Impoverished families are often forced to involve their children in hard labor since workers are paid by the number of bricks made.
The Invisible Chains report found 65 to 80 percent of children under 14 working for an average of nine hours a day over the hot summer months.
“We have found appalling levels of bonded labor and child labor ... young children are working for nine hours a day in a dusty air filled with chemicals rather than going to school,” said Sara Mount, the group’s Asia program manager.
“Often brick kiln workers are rescued from a situation of bonded labor in brick kilns in one season, but then have little choice in the following season but to work in the brick kilns again,” she said in the report.
Bonded labor is illegal in India, but rules are regularly flouted to maximize profits with little fear of the law.
Scenes of sweaty bare-footed workers hauling heavy loads and hacking at clay show the economic benefits of India’s speedy growth are yet to reach the marginalized sections of society.
The report is based on testimonies from families who have worked in the kilns in squalid conditions.
“We toiled day and night for five months, but we were barely paid the wages,” Nohar Bai, 35, said.
“Together with my husband we would make some 1,400 bricks in a day.
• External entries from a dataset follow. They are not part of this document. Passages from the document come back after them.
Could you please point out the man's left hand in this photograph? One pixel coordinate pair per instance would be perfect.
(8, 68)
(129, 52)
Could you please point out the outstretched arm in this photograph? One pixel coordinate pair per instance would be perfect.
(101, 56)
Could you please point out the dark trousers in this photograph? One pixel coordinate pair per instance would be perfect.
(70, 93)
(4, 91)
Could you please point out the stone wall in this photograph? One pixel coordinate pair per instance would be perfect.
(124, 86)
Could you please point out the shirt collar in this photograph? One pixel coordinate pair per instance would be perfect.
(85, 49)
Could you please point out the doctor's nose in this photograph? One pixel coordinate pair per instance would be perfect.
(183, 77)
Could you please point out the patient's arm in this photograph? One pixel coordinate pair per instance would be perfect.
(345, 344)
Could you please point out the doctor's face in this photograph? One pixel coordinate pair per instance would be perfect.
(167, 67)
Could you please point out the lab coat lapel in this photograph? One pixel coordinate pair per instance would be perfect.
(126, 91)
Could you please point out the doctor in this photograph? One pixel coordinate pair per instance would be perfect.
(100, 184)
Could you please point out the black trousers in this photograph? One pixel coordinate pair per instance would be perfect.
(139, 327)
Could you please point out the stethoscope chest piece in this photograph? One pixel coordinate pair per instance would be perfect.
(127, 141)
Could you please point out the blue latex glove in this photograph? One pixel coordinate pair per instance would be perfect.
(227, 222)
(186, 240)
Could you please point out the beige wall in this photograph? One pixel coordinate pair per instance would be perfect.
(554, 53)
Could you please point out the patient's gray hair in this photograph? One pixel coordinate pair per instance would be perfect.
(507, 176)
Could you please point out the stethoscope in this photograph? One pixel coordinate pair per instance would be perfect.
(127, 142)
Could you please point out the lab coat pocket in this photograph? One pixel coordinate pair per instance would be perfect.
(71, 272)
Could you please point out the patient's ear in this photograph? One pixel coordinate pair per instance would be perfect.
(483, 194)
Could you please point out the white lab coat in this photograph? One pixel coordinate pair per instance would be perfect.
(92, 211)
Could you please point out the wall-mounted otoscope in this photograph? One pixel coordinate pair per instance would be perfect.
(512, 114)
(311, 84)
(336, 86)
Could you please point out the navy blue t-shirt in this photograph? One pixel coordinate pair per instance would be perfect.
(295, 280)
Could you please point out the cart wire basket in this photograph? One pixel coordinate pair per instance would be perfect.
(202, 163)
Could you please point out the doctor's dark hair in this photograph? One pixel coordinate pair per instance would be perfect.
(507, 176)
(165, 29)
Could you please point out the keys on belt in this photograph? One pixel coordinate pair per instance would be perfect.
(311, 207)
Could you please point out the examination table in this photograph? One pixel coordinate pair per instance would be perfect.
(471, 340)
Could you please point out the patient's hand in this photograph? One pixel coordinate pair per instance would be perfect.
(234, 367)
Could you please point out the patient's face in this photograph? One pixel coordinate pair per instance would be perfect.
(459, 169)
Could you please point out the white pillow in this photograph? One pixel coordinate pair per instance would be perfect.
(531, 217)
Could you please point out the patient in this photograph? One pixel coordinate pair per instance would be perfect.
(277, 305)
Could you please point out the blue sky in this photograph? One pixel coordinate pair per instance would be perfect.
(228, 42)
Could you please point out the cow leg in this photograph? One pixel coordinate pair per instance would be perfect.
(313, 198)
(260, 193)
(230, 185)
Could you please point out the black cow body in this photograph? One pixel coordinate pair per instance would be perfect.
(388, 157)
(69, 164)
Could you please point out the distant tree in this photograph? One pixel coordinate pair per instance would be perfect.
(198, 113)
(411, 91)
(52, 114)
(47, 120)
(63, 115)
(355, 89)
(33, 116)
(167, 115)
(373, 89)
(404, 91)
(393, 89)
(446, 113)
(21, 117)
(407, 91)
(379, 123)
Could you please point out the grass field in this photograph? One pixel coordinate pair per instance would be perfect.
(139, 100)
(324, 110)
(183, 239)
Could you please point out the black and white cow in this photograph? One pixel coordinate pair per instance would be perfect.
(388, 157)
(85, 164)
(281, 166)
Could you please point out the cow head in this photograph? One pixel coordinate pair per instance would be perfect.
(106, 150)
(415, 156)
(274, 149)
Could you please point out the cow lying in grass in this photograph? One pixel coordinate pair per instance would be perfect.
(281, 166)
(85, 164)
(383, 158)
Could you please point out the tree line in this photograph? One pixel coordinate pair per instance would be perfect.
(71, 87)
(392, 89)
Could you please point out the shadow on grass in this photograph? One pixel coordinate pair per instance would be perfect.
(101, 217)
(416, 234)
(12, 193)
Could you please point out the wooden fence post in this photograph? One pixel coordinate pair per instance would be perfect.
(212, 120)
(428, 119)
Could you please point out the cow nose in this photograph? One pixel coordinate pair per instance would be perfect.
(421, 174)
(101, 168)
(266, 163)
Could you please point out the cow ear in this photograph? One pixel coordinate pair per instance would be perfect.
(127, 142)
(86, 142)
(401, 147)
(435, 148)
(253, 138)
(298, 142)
We were a group of 23 people and at night they would lock us all up in a small room. We were treated worse than slaves,” she said by telephone.
Rinky, a 26-year-old mother of one, said her employers owed her family 32,000 rupees (US$498) — a fortune for many in a country where millions live on less than US$2 a day.
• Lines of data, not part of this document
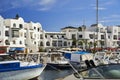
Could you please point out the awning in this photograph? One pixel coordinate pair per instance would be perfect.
(17, 49)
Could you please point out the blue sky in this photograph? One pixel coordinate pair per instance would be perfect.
(56, 14)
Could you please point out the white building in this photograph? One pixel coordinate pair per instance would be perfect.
(29, 36)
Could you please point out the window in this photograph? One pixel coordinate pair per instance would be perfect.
(65, 43)
(51, 36)
(34, 27)
(20, 26)
(54, 43)
(20, 42)
(14, 25)
(91, 36)
(41, 36)
(80, 36)
(38, 29)
(102, 37)
(15, 33)
(48, 43)
(115, 37)
(7, 26)
(6, 33)
(41, 43)
(73, 36)
(7, 42)
(14, 42)
(34, 42)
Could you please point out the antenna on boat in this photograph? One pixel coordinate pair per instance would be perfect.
(97, 21)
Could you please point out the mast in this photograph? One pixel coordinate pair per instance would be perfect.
(97, 29)
(97, 22)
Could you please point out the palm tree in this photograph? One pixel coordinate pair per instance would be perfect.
(74, 42)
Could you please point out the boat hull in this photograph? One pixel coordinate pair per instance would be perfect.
(57, 66)
(21, 74)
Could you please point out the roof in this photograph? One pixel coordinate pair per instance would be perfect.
(69, 27)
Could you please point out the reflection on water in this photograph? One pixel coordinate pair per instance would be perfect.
(54, 74)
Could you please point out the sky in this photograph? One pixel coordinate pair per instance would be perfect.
(56, 14)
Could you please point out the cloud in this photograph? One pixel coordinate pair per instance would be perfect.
(47, 2)
(112, 16)
(100, 8)
(31, 4)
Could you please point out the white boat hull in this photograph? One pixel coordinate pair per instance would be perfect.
(21, 74)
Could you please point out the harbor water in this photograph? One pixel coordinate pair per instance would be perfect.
(55, 74)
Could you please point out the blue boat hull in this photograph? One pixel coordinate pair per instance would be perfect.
(22, 73)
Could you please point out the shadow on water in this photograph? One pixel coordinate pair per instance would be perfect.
(55, 74)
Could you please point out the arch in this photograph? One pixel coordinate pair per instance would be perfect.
(65, 43)
(48, 43)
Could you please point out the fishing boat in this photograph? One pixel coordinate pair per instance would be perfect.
(12, 69)
(100, 72)
(77, 58)
(55, 60)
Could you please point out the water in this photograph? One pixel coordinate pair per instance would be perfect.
(55, 74)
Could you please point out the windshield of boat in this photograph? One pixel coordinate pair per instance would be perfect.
(6, 58)
(111, 71)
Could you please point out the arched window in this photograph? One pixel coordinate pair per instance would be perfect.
(14, 42)
(48, 43)
(7, 42)
(20, 26)
(20, 42)
(65, 43)
(14, 25)
(41, 43)
(34, 42)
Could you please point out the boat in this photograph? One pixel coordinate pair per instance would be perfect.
(12, 69)
(100, 72)
(77, 58)
(55, 60)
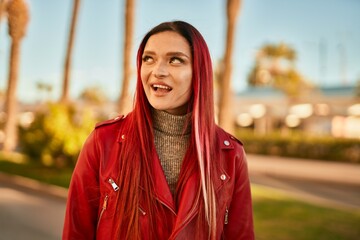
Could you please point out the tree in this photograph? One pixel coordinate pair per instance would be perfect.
(18, 18)
(225, 111)
(275, 66)
(3, 4)
(67, 68)
(125, 98)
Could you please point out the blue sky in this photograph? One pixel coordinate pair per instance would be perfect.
(325, 34)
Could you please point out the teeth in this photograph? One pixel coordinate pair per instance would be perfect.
(161, 86)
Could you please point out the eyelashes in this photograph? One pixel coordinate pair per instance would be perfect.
(172, 60)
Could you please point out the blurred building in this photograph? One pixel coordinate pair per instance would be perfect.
(333, 111)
“We will not go back again to work there even if it means we will have to forgo what is our rightful earning,” she said.
Punjab Labor Commissioner Tejinder Singh Dhaliwal denied rules were being flouted with impunity at the kilns.
“Whenever we get any complaint we act promptly. On the whole conditions are not too bad,” he said.
“Even otherwise we conduct our own surveys and wherever needed we take action. I don’t think rules are being flouted,” he said.
Figures cited in the report said nearly 90 percent of the kilns do not have access to running water and an average family lives in a cramped 7.6m2 room at the site.
Volunteers for Social Justice, Anti-Slavery International’s partner in the research, said systemic changes were needed to overhaul the exploitative industry.
“The government must ensure workers are paid minimum wages regularly. This would help reduce poverty and vulnerability of families, so there is less need for children to work,” said Jai Singh, director of the group.
“It is time the government takes responsibility and ends this exploitation that shouldn’t be taking place in the 21st century,” he said.